The twin track scheme was unveiled suddenly and has befuddled some patients. “We received last minute communication about it,” says Louise Douglas, a GP in Belfast. “People have been phoning us saying, ‘We can’t get an appointment’ or, ‘We don’t want to go to the vaccination centre, we want to come to you.’” The BMJ has also heard reports of patients in England left confused after they received requests from both their local GP practice and the separate mass vaccination team to come for vaccination. While noting good progress overall, Douglas expresses frustration over being “drip fed” inconsistent and often relatively small batches of doses. “We’re only being given 100 at a time,” she said. “Unfortunately, that means that we cannot communicate in advance to our patients.”

A week after speaking to The BMJ, Douglas’s clinic received enough to vaccinate 550 people in one day. Ollie Hart, a GP in Sheffield, says that the first delivery of vaccine doses his practice received was double the number he and colleagues expected—nearly 400 in total. “It was literally the day before, we found that out,” he says. He adds that his practice could, in principle, routinely administer hundreds more vaccines per week than at present, were the supplies available and their delivery clearly communicated in advance.

An NHS spokesperson told The BMJ, “Vaccines delivered to the NHS are sent out as soon as possible to vaccination sites, with as much notice given of delivery dates as possible, as supplies come online and are made available to the NHS.”

There are measurable disparities in the density of vaccine doses administered so far. Officials have sought to smooth things out, though not without controversy. Doses were redirected from Yorkshire and the north east of England because those areas had vaccinated a higher proportion of their over 80 cohort than parts of southern England.8 Hart, whose practice is in Yorkshire, says it is “normal” to see disparities in the rate of vaccination between different parts of the country. “This obsession with keeping everybody absolutely level does seem a little bit strange,” he adds.

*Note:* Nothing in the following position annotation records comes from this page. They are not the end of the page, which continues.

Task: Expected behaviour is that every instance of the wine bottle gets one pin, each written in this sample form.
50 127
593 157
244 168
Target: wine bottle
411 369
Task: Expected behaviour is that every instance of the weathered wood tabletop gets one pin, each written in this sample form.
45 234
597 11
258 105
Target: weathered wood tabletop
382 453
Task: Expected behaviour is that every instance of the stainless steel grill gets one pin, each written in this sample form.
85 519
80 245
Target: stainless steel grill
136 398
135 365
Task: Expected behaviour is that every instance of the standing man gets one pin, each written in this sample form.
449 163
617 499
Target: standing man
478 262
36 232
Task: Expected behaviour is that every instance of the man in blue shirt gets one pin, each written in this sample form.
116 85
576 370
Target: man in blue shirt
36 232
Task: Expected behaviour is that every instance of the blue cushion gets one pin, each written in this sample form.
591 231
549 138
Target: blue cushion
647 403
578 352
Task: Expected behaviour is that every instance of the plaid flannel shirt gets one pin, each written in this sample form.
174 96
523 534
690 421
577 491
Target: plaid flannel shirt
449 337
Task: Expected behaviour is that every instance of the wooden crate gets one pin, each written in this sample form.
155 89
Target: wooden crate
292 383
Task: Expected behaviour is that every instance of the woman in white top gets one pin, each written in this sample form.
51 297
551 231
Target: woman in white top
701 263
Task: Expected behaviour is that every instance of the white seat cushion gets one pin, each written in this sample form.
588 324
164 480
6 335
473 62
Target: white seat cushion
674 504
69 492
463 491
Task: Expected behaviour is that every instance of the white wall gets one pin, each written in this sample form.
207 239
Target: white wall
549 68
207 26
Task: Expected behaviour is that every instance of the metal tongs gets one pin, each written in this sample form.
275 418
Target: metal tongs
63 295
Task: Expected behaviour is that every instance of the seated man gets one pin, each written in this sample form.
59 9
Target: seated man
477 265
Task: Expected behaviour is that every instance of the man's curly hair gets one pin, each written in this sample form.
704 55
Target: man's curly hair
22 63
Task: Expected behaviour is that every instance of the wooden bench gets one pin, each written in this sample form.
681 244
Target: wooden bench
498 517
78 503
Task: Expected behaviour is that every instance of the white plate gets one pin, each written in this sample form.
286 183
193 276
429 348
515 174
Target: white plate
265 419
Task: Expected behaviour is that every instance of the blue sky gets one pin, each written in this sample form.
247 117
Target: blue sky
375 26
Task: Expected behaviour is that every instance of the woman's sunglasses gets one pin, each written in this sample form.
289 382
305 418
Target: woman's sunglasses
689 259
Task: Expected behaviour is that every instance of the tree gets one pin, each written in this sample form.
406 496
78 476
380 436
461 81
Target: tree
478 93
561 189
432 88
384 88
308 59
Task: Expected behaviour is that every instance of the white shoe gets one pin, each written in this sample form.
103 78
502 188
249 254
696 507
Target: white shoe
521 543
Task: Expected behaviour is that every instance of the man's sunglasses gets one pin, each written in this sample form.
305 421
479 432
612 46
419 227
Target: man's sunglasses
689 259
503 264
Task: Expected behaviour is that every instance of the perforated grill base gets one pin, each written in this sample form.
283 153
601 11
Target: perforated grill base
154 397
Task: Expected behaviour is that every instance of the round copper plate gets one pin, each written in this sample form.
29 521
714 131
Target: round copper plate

Still, there are challenges in comprehensively vaccinating every community. Some black and ethnic minority groups are more hesitant about getting vaccinated, in part because of concerns over whether ingredients in jabs are compatible with their religious or cultural beliefs. Nadra Ahmed, the executive chairman of the National Care Association, says that this is one reason why some staff at care home organisations have still not been vaccinated.

Production

Neither AstraZeneca nor Pfizer has made known the number of doses supplied to the UK so far, though Pfizer told Sky News in early January that 21 shipments had been delivered.9 When asked by The BMJ, a spokesperson declined to give the latest figure of shipments made or clarify how many doses were contained in each shipment. AstraZeneca did not respond to requests for comment on the progress of its deliveries.

AstraZeneca’s facilities in the UK are producing doses for the country, and the Telegraph reported in January that a new factory in Oxfordshire will be capable of making 70 million doses in 4-5 months, after it opens later this year.10 Construction of the Vaccines Manufacturing and Innovation Centre was already underway with a planned 2022 opening, but the government invested an additional £131m to bring the completion forward to 2021.11

Doses arriving from production facilities in Europe have, according to the transport secretary, Grant Shapps, continued to move smoothly despite Brexit and French traffic controls. Martin Sawer, executive director of the Healthcare Distribution Association, told The BMJ that after vaccine batches are tested by the MHRA—generally taking two days—they are then taken from central storage hubs to vaccination sites by private couriers. Only a small number of companies are handling the Pfizer-BioNTech vaccine, as it requires cold storage at around −80°C. “Obviously the whole process is new,” says Sawer, adding that the number of staff involved in vaccine deliveries currently number a few hundred. “From my members’ point of view, it’s going very smoothly.”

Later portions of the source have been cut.